Keith J. Dreyer, DO, PhD

While wide use of data mining did not emerge until the prevalence of the Internet, it is steadily finding its niche in the world of health care and, more specifically, radiology. Defined as an information distilling process with the goal of extracting useable knowledge from radiology images and reports, radiology data mining is the cornerstone to better workflow optimization, outcomes analysis, and even the discovery of new diseases. The Massachusetts General Hospital Department of Radiology recently has developed a knowledge extraction technology known as LEXIMER (Lexicon Mediated Entropy Reduction), designed to optimize radiology data mining.

A modern radiological examination can generate up to thousands of images, as well as a wealth of detailed ordering and demographic data, and a lengthy text report from the radiologist. Embedded within this report may be numerous positive findings and recommendations. This is the data in its rawest form.

Depending on the size of the institution, a radiology department can perform between 100 and 5,000 examinations daily, generating a myriad of images, patient data, report text, findings, and recommendations.

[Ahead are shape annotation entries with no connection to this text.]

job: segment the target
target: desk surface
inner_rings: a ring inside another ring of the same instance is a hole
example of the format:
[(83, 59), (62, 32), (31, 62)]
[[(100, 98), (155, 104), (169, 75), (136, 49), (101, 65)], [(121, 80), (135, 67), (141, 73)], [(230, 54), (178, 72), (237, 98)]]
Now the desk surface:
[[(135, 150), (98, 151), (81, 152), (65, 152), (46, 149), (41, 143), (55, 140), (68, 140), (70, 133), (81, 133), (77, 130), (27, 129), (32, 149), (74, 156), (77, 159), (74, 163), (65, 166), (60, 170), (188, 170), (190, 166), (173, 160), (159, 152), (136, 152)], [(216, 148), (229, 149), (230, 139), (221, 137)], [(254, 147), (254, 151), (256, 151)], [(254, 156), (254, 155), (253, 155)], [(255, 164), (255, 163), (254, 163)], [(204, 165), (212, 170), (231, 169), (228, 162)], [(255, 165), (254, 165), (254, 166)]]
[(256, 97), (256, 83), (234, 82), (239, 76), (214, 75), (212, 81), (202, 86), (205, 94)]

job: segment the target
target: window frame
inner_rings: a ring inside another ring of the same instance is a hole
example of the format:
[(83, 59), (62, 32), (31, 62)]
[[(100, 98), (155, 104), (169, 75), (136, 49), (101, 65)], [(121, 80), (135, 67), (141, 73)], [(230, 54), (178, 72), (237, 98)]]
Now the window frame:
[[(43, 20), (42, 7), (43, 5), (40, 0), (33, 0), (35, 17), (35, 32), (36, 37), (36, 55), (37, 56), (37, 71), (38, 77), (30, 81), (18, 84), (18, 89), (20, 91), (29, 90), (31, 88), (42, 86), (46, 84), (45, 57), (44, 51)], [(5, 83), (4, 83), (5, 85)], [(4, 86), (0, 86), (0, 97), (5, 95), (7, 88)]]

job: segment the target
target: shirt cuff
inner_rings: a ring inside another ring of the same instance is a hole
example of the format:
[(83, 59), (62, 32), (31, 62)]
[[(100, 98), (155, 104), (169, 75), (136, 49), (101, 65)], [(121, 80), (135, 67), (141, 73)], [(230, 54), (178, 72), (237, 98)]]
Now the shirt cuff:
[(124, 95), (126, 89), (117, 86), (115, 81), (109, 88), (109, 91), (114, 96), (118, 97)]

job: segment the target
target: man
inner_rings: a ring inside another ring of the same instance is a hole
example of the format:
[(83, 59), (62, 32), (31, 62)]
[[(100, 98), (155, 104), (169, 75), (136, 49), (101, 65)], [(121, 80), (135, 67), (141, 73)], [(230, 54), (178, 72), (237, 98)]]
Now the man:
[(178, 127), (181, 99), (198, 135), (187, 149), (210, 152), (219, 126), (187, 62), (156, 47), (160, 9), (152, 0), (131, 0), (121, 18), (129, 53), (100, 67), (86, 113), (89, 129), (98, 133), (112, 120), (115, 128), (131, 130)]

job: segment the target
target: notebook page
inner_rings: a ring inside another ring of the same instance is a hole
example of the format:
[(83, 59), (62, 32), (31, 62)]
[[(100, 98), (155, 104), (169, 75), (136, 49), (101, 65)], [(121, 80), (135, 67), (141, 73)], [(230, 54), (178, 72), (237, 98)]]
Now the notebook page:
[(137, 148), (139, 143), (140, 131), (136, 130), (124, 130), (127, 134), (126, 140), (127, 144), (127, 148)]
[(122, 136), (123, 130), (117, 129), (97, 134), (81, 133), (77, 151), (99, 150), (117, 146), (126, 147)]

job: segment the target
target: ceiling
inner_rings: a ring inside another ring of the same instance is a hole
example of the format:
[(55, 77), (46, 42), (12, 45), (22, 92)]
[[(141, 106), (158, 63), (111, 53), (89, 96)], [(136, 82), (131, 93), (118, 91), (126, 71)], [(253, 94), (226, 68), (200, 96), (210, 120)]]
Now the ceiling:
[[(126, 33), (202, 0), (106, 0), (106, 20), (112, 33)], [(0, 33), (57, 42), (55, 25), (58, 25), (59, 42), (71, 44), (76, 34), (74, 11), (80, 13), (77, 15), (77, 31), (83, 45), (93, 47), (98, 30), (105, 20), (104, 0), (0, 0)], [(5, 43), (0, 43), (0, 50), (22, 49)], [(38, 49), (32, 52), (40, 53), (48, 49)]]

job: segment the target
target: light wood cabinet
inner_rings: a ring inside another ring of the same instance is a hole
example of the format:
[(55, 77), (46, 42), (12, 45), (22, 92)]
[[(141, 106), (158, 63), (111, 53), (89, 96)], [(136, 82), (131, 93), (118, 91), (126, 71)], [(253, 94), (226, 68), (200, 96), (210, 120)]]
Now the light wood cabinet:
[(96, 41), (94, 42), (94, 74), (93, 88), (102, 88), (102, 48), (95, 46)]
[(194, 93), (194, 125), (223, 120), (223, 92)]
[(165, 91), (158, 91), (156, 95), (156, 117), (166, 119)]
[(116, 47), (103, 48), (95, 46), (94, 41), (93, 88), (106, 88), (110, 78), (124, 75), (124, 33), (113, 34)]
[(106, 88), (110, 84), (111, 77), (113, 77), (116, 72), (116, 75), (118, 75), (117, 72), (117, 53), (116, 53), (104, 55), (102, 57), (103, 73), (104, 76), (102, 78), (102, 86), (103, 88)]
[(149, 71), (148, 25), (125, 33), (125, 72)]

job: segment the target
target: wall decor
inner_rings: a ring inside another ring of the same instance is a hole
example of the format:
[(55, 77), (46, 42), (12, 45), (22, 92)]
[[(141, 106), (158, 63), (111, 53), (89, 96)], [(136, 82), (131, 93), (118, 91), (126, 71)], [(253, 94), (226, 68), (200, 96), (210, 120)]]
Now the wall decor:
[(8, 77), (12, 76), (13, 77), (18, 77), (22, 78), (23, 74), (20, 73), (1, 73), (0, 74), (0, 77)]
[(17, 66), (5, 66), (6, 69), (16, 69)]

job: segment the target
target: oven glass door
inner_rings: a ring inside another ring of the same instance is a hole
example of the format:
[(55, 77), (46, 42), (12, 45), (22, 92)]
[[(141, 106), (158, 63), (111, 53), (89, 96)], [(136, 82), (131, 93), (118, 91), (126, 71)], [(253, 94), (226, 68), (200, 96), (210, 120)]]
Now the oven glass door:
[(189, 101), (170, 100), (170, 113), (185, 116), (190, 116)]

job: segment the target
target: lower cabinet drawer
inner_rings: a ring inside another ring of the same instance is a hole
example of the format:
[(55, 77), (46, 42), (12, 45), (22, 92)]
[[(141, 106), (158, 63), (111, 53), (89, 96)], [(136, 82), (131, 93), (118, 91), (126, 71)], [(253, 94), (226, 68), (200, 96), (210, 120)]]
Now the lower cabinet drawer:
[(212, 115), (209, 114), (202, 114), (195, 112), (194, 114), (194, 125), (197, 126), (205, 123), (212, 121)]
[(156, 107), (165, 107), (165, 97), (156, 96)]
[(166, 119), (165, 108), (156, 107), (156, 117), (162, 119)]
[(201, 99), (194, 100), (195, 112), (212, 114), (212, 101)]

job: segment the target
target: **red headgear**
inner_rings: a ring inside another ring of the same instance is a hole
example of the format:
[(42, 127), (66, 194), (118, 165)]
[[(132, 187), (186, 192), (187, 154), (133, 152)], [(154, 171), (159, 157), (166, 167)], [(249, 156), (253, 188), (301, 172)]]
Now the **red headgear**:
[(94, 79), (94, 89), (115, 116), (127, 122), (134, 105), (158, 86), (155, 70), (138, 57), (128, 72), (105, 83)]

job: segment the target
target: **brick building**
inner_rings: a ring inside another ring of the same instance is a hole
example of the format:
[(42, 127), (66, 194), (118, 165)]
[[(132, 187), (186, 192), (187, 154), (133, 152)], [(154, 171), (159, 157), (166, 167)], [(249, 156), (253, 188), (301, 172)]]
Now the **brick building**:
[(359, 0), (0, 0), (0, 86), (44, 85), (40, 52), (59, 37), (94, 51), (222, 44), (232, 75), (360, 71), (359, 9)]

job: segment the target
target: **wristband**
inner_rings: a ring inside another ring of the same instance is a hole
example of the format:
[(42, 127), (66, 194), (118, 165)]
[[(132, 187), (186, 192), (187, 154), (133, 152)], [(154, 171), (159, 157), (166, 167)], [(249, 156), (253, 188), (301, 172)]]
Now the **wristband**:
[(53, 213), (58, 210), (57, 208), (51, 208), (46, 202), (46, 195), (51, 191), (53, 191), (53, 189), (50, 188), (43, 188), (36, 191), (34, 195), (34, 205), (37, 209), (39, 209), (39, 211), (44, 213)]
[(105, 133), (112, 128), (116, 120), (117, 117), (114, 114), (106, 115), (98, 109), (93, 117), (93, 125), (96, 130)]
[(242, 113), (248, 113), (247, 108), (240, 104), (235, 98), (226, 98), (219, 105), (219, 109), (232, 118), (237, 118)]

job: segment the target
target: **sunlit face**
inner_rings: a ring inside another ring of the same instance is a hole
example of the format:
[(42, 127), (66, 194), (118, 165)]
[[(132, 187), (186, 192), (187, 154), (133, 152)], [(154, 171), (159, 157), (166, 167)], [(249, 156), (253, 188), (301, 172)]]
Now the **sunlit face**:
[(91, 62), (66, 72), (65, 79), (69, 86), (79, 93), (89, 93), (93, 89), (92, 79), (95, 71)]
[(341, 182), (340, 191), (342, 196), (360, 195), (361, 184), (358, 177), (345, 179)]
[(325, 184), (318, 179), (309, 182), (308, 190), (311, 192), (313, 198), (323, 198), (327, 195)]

Massachusetts General Hospital’s radiology department has produced and archived billions of raw images and words. The sheer volume of data generated makes the task of distilling any knowledge a considerable computational challenge.

Here is a simple example of this conversion of data to knowledge. There are thousands of ways to describe an infarction of the brain within a radiology report. Size, shape, chronicity, severity, location, and hemorrhage are just a few examples of categorization axes used to organize the thousands of defining terms. If one wanted to search for all patients ever presented with acute hemorrhagic infarcts (say, to determine a deleterious side effect of a medication dosage) without a data mining system, the task would require meticulous chart review of millions of examinations. Alternatively, a radiology optimized data mining solution would resolve the thousands of expressive terms to simple categories including Infarction, Acute and Hemorrhagic, and subsequently provide accurate patient lists within seconds. This is how raw data is converted into information for the purpose of knowledge derivation.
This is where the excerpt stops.